Tijdens zijn pelgrimstocht naar Israël in 2015 zorgde Hernández ervoor dat hij een licht verteerbare versie van het geweld in Honduras presenteerde: het was de schuld van de drugshandelaren, punt uit. Als De Jerusalem Post Volgens berichten was de sympathieke reactie van de Israëlische president Rivlin dat terrorisme terrorisme is – of het nu het resultaat is van fundamentalisme of drugshandel.
Dit klonk ongetwijfeld als muziek in de oren van de Hondurese regering, die er al lang naar verlangde heel eigen oorlog tegen het terrorisme.
Maar staatsterrorisme is ook staatsterrorisme.
Dit is vooral duidelijk geworden sinds het begin van de jaren tachtig, toen Israël Honduras hielp een aantal kleine obstakels te omzeilen om zichzelf tot de tanden te bewapenen. De belemmeringen die te wijten waren aan de oppervlakkige zorgen van de VS over schendingen van de mensenrechten – schendingen die uiteraard volkomen toelaatbaar waren zolang de VS er niet al te flagrant mee verbonden waren.
Zoals Noam Chomsky in zijn artikel beschrijft boek Fateful Triangle: de Verenigde Staten, Israël en de Palestijnenbezocht de toenmalige Israëlische minister van Defensie Ariel Sharon Honduras in 1982 om een nieuwe militaire overeenkomst ten uitvoer te leggen die naar verluidt “betrokken was op geavanceerde straaljagers, tanks, Galil-aanvalsgeweren (standaarduitrusting voor staatsterroristen in Midden-Amerika), training voor officieren, troepen en piloten, en misschien raketten.”
Het documenteren van Israëls ‘aanzienlijke’ diensten aan verschillende moorddadige Midden-Amerikaanse bendes tot en met 1983 – toen Noodlottige driehoek voor het eerst werd gepubliceerd – merkt Chomsky op dat de bijzondere betekenis van de Israëlische hulp aan Honduras te maken had met de “steeds zichtbaarder wordende pogingen van Ronald Reagan om wanorde en strijd aan te wakkeren door de somozistische Nationale Garde, gevestigd in Honduras, te steunen bij hun uitstapjes naar Nicaragua, waar ze martelen en vernietigen op de manier waarop ze jarenlang door de Verenigde Staten zijn opgeleid.”
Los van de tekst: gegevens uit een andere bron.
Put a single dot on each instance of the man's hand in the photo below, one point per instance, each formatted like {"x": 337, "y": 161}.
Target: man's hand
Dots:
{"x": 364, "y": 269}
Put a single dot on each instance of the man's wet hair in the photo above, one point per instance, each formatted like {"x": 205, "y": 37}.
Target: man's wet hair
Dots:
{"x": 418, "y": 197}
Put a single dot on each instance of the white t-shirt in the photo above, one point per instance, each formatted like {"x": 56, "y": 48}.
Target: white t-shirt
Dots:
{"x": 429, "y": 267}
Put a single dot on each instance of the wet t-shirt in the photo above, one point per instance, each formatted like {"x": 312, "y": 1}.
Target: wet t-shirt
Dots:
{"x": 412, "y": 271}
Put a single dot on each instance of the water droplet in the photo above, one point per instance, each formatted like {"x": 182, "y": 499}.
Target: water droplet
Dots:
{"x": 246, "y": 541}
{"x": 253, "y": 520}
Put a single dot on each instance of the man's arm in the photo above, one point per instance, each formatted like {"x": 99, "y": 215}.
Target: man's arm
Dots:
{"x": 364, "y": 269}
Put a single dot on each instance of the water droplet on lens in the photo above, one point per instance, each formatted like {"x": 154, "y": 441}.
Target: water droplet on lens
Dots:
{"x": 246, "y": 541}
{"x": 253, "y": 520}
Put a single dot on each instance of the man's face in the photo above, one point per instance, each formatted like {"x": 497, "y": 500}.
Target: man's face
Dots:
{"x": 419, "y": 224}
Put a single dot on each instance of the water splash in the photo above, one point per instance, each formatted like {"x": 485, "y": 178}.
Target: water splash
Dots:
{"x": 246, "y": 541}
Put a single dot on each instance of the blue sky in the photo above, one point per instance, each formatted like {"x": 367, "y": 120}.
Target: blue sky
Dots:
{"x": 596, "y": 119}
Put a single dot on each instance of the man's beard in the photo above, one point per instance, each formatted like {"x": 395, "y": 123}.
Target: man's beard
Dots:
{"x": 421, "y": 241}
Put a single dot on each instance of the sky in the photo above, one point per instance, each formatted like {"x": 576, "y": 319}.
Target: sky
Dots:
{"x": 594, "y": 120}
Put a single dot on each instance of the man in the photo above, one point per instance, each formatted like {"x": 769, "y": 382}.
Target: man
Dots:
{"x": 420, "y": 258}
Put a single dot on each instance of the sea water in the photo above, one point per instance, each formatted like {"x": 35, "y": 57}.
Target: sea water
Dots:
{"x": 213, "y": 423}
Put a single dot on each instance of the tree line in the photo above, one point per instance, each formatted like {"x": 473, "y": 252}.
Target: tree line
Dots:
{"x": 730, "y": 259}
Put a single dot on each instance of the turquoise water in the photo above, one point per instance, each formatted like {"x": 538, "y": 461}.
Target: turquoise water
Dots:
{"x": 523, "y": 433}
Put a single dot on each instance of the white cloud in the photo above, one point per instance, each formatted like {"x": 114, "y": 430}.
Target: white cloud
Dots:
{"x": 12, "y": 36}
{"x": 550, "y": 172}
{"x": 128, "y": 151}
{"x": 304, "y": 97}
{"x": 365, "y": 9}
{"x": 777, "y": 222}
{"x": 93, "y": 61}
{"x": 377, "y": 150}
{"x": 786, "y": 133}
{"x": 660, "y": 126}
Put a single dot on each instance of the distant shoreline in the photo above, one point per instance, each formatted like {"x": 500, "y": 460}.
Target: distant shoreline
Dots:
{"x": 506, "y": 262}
Volgens Chomsky werden Argentijnse neonazi's aanvankelijk overwogen voor de rol van Amerikaanse proxy in Midden-Amerika, maar de Israëli's waren hen blijkbaar voor.
Opnieuw komt het woord ‘huurlingen’ in me op.
Nu, tientallen jaren later, is er nog steeds veel vraag naar de Israëlische diensten. Waarom? Omdat Israël vormen van repressie hanteert – die op de markt worden gebracht als ‘veiligheid’ – die een beroep doen op misbruikende regimes.
Deze strategieën en methoden zijn uitvoerig in de praktijk getest. Als een verslag door het International Jewish Anti-Zionist Network (IJAN), getiteld ‘Israel’s Worldwide Role in Repression’, vat samen:
“Israël gebruikt [miljarden en miljarden dollars aan] Amerikaanse hulp om zijn voortdurende bezetting van Palestina en Syrië en zijn militaire campagnes te financieren, die op hun beurt dienen als laboratorium voor het ontwikkelen van wapens, surveillancetechnologie en tactieken van bevolkingscontrole die vervolgens op de markt worden gebracht. over de wereld."
Het is handig dat de winsten vervolgens worden gebruikt “om de Palestijnen verder te onderdrukken en te verdrijven, waarbij nog dodelijkere wapens worden ontwikkeld.”
Voor een eliteminderheid van Hondurezen valt er ook veel winst te behalen uit een steeds verslechterende veiligheidssituatie die steeds intensievere toepassingen van ‘veiligheid’ vereist.
En hoewel Hernández' eigen speciale relatie ongetwijfeld vruchten zal blijven afwerpen, is er een speciale plaats in de hel voor mensen die militaire overeenkomsten met Israël voorschrijven als “fundamenteel voor de groei” van een natie.
Belén Fernández is de auteur van “The Imperial Messenger: Thomas Friedman op het werk”, uitgegeven door Verso. Ze is redacteur bij kapduif magazine.
ZNetwork wordt uitsluitend gefinancierd door de vrijgevigheid van zijn lezers.
Doneren
1 Opmerking
Als Israël het zich kan veroorloven om buitenlandse hulp te verspillen, heeft het de komende tien jaar zeker geen behoefte aan de 5 miljard dollar per jaar aan hulp uit de VS.